Fremont County deputy prosecutor Kathy Kavanagh asked for a year-long sentence to deter others from committing similar offenses.
She admitted to having compassion for Dean Barnes at trial and thinking, "My God, what a terrible thing to live with."
Kavanagh said her feelings changed when Barnes testified and told the "most unbelievable story."
"He blamed an 11-year-old girl for getting killed," Kavanagh argued. "He blamed everybody but himself."
Kavanagh said motorists must stop ignoring the law about stopped bus.
"We need to get the word out there, and we need to deter others," she said.
Defense attorney Devon Petersen asked for probation, saying his client didn't know he was passing a school bus. He called the situation a "horrible, horrible tragic accident."
Petersen said laws and school policies about bus procedures must be reviewed.

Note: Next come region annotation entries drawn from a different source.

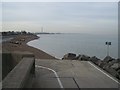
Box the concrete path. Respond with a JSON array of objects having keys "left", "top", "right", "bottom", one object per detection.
[{"left": 33, "top": 59, "right": 120, "bottom": 88}]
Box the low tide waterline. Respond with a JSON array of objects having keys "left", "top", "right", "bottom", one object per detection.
[{"left": 27, "top": 33, "right": 118, "bottom": 59}]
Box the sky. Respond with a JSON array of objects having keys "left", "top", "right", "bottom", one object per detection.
[{"left": 0, "top": 2, "right": 118, "bottom": 34}]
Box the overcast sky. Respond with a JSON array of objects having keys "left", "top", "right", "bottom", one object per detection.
[{"left": 0, "top": 2, "right": 118, "bottom": 34}]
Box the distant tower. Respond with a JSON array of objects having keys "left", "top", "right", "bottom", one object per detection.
[{"left": 41, "top": 27, "right": 43, "bottom": 33}]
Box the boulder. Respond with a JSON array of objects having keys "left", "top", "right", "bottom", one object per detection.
[
  {"left": 103, "top": 56, "right": 115, "bottom": 62},
  {"left": 89, "top": 56, "right": 102, "bottom": 66},
  {"left": 78, "top": 55, "right": 90, "bottom": 61},
  {"left": 62, "top": 53, "right": 76, "bottom": 60}
]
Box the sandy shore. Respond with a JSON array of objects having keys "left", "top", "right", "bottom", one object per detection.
[{"left": 2, "top": 35, "right": 57, "bottom": 59}]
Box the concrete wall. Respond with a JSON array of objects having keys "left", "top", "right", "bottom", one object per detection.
[
  {"left": 2, "top": 52, "right": 35, "bottom": 88},
  {"left": 2, "top": 51, "right": 34, "bottom": 79}
]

"Something needs to change," he said, adding Barnes would like to help with those efforts.
Prior to Young rendering his decision, Barnes stood up and made a few remarks.
"It is a sorrow that goes to my very soul," he said about killing the girl.
He said not an hour goes by that he doesn't think about that night.
"I have lost a child to tragedy and know the pain," Barnes said.
Before taking his seat, he turned toward the girl's family and said he prays for them that they will one day find peace.